Crítica sobre "O elefante desaparece", de Haruki Murakami


Escrevi no blog do Gustavo Nogy na Gazeta do Povo sobre o livro de contos "O elefante desaparece", de Haruki Murakami (Editora Alfaguara):
http://www.gazetadopovo.com.br/blogs/gustavo-nogy/2018/05/09/para-ler-na-madrugada-de-olhos-bem-abertos/


Para ler na madrugada, de olhos bem abertos
Por Cassionei Niches Petry

Haruki Murakami seria um daqueles escritores que estaria longe dos meus planos de leitura. Não exatamente por seu um best-seller. Não tenho esse preconceito, porque antes de desprezar um autor por vender muito, procuro ler opiniões sobre ele. O escritor japonês divide a crítica e isso é bom, pois mostra que há algo a ser explorado.
Comecei com a leitura da trilogia 1Q84, afinal há a referência ao clássico de George Orwell e também porque traz escritores como os protagonistas, temática que me atrai. Foi uma escolha acertada. Apesar de algumas passagens dispensáveis, certo didatismo e elementos de fantasia que beiram o infantil, a narrativa me provocou, me inquietou, me incomodou. É o que busco na literatura.
O segundo livro que li de Murakami é considerado sua melhor obra: Crônica do pássaro de corda.
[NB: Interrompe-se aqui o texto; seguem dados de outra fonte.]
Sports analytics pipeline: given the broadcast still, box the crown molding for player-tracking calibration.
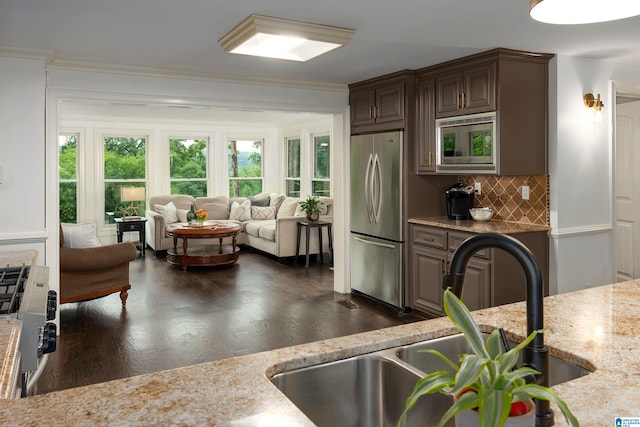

É uma “viagem ao fundo do eu”, um tratado sobre as mais recônditas estâncias da nossa psique simbolizada ora num beco, ora num poço, pessoas que cruzam por nosso caminho, o tempo que passa e a guerra que nos destrói.
Justamente o primeiro capítulo desse romance gera o conto que abre a coletânea O elefante desaparece (Alfaguara, 301 páginas, tradução de Lica Hashimoto), lançada antes de Crônica... no Japão e aqui depois do romance.  O relato recebe o título “O pássaro de cordas e as mulheres de terça-feira” e, lido isoladamente, ganha uma nova perspectiva. No entanto, para quem leu a narrativa que deu prosseguimento à história, todas as possibilidades de interpretação do enredo tornam-se limitadas, pois já se sabe o que vai acontecer com o protagonista depois de sair à procura do seu gato Noboru Watanabe, que recebera o nome em homenagem ao irmão da esposa do narrador.
O nome Noboru Watanabe, diga-se, é um nome recorrente. Mais dois personagens da coletânea de contos recebem a mesma denominação. Em “Caso de família” também é Noboru Watanabe o cunhado do narrador, assim como o tratador que some junto com o elefante que dá título ao livro. Ao que parece, são personagens inspirados num cunhado do próprio Murakami, do qual ele não gostava muito.
Meu conto preferido da coletânea também já é conhecido pelos fãs do autor. “Sono” foi lançado pela Alfaguara em um volume com ilustrações de Kat Menschik, porém eu não o havia lido. A protagonista e narradora, há 17 noites sem dormir, acaba levando uma vida paralela durante o tempo em que está desperta. Antes cuidando apenas do lar, do marido e do filho, numa vida monótona (“Se eu trocasse o ontem pelo anteontem, não faria diferença alguma.”), o fato de estar acordada parece que faz despertar o outro lado dela antes escamoteado. Durante a madrugada, passa a ler livros como fazia antes de casada (não por acaso o livro escolhido é Anna Kariênina, de Tolstói) e também volta a beber. São as saídas de casa, porém, que podem não trazer um bom desfecho para a personagem.
Outro conto muito bom é “O segundo assalto à padaria”, em que um casal comum acorda de madrugada (as madrugadas de Tóquio são recorrentes nos contos do livro) com muita fome e decide assaltar uma padaria depois de o marido contar sobre um de seus atos delinquentes da juventude. Acontece que os dois encontram apenas uma loja do McDonald’s aberta:
“−Vamos assaltar aquele McDonad’s – ela decidiu, com a naturalidade de quem anunciava o menu do jantar.
− O McDonald’s não é uma padaria.
− É como se fosse – retrucou ela, e voltou para o carro. – Às vezes é necessário fazer concessões. Vamos.”
No geral, há contos medianos, parecendo mais esboços de obras que Murakami não levou adiante. Ainda assim, é uma leitura que se torna prazerosa devido à exploração da linguagem. Em um dos contos, o escritor propositalmente exagera nos símiles, como se percebe neste exemplo: “minha memória é boa e confiável como a tampa de um forno de fundição”. Ou neste: “Uma placa fina e comprida se dobrava em noventa graus, como um entusiasta do sexo anal.” É esse tipo de estranhamento que me incomoda. Mais um ponto positivo para Murakami até agora. Resta encarar os outros calhamaços do autor e comprovar se o japa realmente é bom.